Thad chuckled. “No, sweetheart. I plan to be around for a long while. Do you think we can talk this week?”
“Of course. Since I’m not getting in until late afternoon, what about Tuesday or Wednesday?”
“Wednesday works fine. I can meet you at the hotel.”
“No, that’s okay. I’d rather come to your house.”
“I’ll throw in dinner. How’s that?”
Faith smiled. “Sounds great.” They talked a few minutes longer to finalize the details and ended the call. She lightly tapped the phone against her chin and wondered what he wanted to discuss. First, Brandon and his surprise, now this.
Tossing the phone aside, she went back to packing. She was anxious to find out what Thad had to say. And to see Brandon.
Wednesday evening, Faith rang Thad’s doorbell precisely at seven thirty.
Thad opened the door and had a huge smile on his face. “You’re right on time. Come on in.”
She followed him to the kitchen and placed the box she had been carrying on the counter.
He set one crutch aside and maneuvered to the stove to stir something in a pot.
She sniffed. “Whatever you’re cooking smells really good.”
He glanced over his shoulder. “I should’ve asked you what you liked. I’ve got some fried catfish, potato salad, beans and…” He removed a pan from the oven. “Cornbread.”
Faith’s mouth watered. “Mmm, I can’t wait.” She hadn’t had fried fish in a long while. Growing up, her mother had cooked fish on most Fridays. Faith remembered asking why and her mother saying it was something her mother had done.
Thad gestured. “What’s in the box?”
“I thought since you were cooking dinner, I’d contribute dessert.”
He grinned and his eyebrows shot up. “Yeah? What did you bring?”
“I just made a yellow cake with chocolate frosting.” Since the hotel had a full kitchen, she had decided to bake the cake instead of buying one from the store.
His smile widened. “I may have to skip dinner and go straight for dessert. How did you know that was my absolute favorite cake?”
Faith laughed. “It’s mine, too.”
Thad shook his head and turned away briefly.
She saw him discreetly wiping at his face. She rounded the island and placed a comforting hand on his shoulder. She understood. How many more things did they have in common? “Like you said, we can only go forward.”

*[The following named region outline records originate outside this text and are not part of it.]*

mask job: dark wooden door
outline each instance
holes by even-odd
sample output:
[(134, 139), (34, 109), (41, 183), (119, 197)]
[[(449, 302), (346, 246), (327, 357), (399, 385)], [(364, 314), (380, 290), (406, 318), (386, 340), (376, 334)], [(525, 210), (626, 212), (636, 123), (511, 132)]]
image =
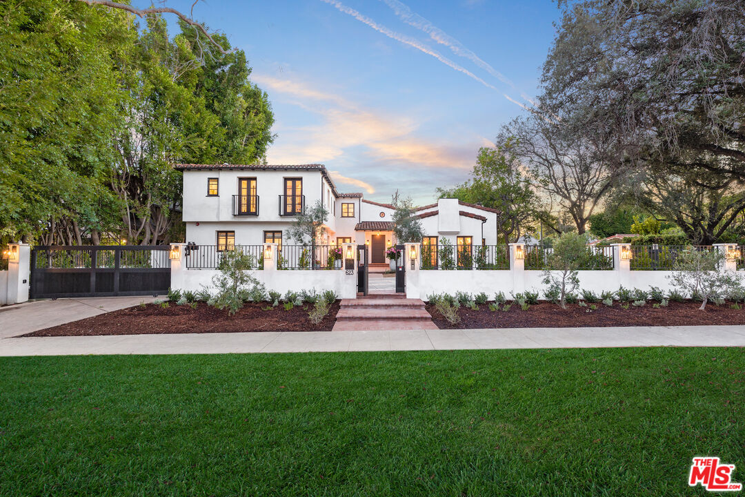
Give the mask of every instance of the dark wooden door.
[(373, 235), (370, 244), (370, 262), (385, 264), (385, 235)]

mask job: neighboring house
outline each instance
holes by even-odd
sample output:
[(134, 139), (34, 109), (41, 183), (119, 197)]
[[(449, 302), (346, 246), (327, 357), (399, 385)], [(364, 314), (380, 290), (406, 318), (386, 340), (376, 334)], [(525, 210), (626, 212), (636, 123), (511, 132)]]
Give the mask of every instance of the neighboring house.
[[(183, 171), (183, 214), (186, 241), (215, 245), (297, 244), (287, 230), (295, 216), (320, 200), (329, 211), (322, 244), (366, 244), (370, 262), (384, 264), (395, 245), (396, 210), (390, 203), (340, 193), (320, 164), (297, 165), (178, 164)], [(425, 244), (497, 244), (498, 211), (457, 199), (440, 199), (419, 207)]]

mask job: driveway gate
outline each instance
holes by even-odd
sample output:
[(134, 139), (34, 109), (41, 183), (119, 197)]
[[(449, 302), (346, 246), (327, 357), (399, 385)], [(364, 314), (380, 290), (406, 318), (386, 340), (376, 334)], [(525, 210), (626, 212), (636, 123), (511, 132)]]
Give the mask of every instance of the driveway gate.
[(168, 245), (54, 245), (31, 251), (31, 297), (160, 295), (171, 285)]

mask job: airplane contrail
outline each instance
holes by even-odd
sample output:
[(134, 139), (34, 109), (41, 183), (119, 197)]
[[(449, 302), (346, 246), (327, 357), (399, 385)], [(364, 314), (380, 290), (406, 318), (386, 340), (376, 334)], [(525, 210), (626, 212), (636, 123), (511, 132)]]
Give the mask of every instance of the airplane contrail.
[(343, 12), (343, 13), (344, 13), (346, 14), (349, 14), (349, 15), (352, 16), (352, 17), (354, 17), (355, 19), (356, 19), (358, 21), (360, 21), (361, 22), (364, 22), (365, 24), (367, 24), (368, 26), (370, 26), (372, 29), (375, 30), (376, 31), (378, 31), (379, 33), (382, 33), (383, 34), (384, 34), (385, 36), (388, 37), (389, 38), (393, 38), (393, 39), (395, 39), (396, 41), (401, 42), (402, 43), (405, 43), (406, 45), (408, 45), (409, 46), (412, 46), (412, 47), (416, 48), (417, 50), (419, 50), (420, 51), (422, 51), (425, 54), (427, 54), (428, 55), (434, 57), (437, 60), (440, 60), (441, 63), (443, 63), (443, 64), (449, 66), (451, 68), (455, 69), (456, 71), (460, 71), (460, 72), (462, 72), (464, 75), (469, 76), (469, 77), (472, 77), (474, 80), (478, 81), (479, 83), (481, 83), (481, 84), (483, 84), (484, 86), (486, 86), (487, 88), (491, 88), (492, 89), (495, 89), (495, 90), (497, 89), (497, 88), (495, 86), (494, 86), (493, 85), (491, 85), (491, 84), (486, 83), (483, 79), (481, 79), (481, 77), (479, 77), (476, 75), (473, 74), (472, 72), (471, 72), (470, 71), (469, 71), (466, 68), (462, 67), (460, 66), (458, 66), (457, 64), (456, 64), (454, 62), (453, 62), (450, 59), (448, 59), (448, 58), (443, 56), (443, 54), (440, 54), (440, 52), (438, 52), (438, 51), (437, 51), (435, 50), (432, 50), (428, 46), (427, 46), (424, 43), (422, 43), (421, 42), (419, 42), (417, 39), (415, 39), (411, 38), (410, 37), (407, 37), (406, 35), (402, 34), (400, 33), (396, 33), (396, 31), (391, 31), (391, 30), (388, 29), (387, 28), (386, 28), (385, 26), (384, 26), (382, 25), (380, 25), (380, 24), (378, 24), (377, 22), (375, 22), (375, 21), (373, 21), (370, 17), (367, 17), (367, 16), (364, 16), (364, 15), (360, 13), (359, 12), (358, 12), (355, 9), (352, 9), (351, 7), (347, 7), (347, 6), (344, 5), (343, 4), (342, 4), (340, 1), (337, 1), (337, 0), (321, 0), (321, 1), (326, 2), (326, 3), (329, 4), (329, 5), (333, 5), (337, 9), (338, 9), (340, 12)]
[(495, 69), (488, 63), (485, 62), (480, 57), (476, 55), (476, 54), (475, 54), (472, 51), (466, 48), (463, 46), (463, 43), (459, 42), (457, 39), (453, 38), (449, 34), (433, 25), (428, 19), (422, 17), (422, 16), (412, 12), (411, 9), (410, 9), (405, 4), (402, 4), (399, 1), (399, 0), (381, 0), (381, 1), (385, 2), (385, 4), (393, 10), (396, 15), (401, 18), (401, 20), (406, 24), (424, 31), (434, 41), (450, 48), (456, 55), (470, 60), (472, 62), (475, 63), (482, 69), (486, 71), (486, 72), (492, 75), (504, 84), (509, 86), (510, 88), (515, 88), (515, 85), (513, 82), (510, 81), (504, 75)]

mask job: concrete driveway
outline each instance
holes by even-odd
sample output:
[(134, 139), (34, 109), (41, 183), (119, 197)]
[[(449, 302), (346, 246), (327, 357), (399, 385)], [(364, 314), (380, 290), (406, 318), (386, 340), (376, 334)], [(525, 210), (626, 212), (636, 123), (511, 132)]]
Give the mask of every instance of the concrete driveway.
[(0, 339), (132, 307), (141, 302), (150, 303), (156, 298), (142, 296), (57, 299), (0, 307)]

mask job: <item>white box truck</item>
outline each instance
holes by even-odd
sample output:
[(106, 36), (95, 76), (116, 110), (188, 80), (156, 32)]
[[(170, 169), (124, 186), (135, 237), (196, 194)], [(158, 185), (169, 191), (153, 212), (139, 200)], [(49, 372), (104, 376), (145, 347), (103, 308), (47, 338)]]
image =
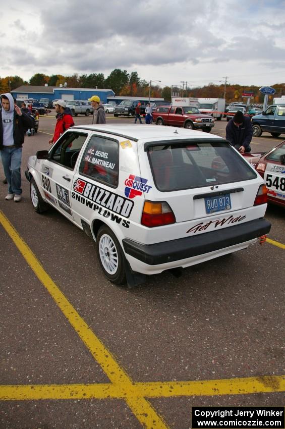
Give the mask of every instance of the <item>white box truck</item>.
[(210, 115), (220, 121), (225, 108), (224, 98), (198, 98), (198, 109), (201, 113)]
[(198, 98), (194, 97), (173, 97), (172, 99), (173, 106), (191, 106), (199, 108)]

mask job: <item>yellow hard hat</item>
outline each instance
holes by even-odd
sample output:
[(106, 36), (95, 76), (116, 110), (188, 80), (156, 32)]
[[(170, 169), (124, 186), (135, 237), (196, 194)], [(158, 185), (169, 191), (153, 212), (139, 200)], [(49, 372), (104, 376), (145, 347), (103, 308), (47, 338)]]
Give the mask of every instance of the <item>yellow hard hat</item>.
[(97, 103), (99, 103), (100, 98), (98, 95), (92, 95), (91, 98), (88, 98), (88, 101), (97, 101)]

She wrapped her arms around his waist and laid her head on his shoulder. He held her tight.
After a moment, he released her. “We’d better eat before the food gets cold.”
They fixed their plates and sat at the kitchen table. He recited a blessing and she dug in. The fish tasted so good she groaned. She held up a piece. “You have got to tell me what seasonings you used. I haven’t had fish this good in years.”
He took a sip of his iced tea. “I’m glad you’re enjoying it.”
Faith was more than enjoying her food. She didn’t eat everybody’s potato salad, but tonight she had two helpings. She studied him as he got up to get another piece of cornbread, marveling at how easily he maneuvered with one crutch. “You mentioned being fitted for another prosthesis. Any word on when it might be ready?”
Thad returned to his seat. “I’m hoping it’ll be ready in another couple of weeks, but who knows.”
Faith listened as Thad told her about the process.
Then he abruptly changed the subject. “How did it go with your mother?”
She wiped her hands. “Okay, I guess. We talked, so that’s a plus.”
“I’m glad.” He pointed to her empty plate. “There’s plenty more if you want.”
She held up a hand. “No, thank you. If I eat one more bite, I won’t be able to move from this chair. Everything was delicious. Besides, I need to save room for a little bitty piece of cake,” she added with a wink.
Thad laughed and patted his stomach. “Need to save some space myself.”
She paused briefly, then said, “You mentioned wanting to talk to me about something important.”
He nodded. “We can talk in the family room. And I’m going to have a piece of that cake.”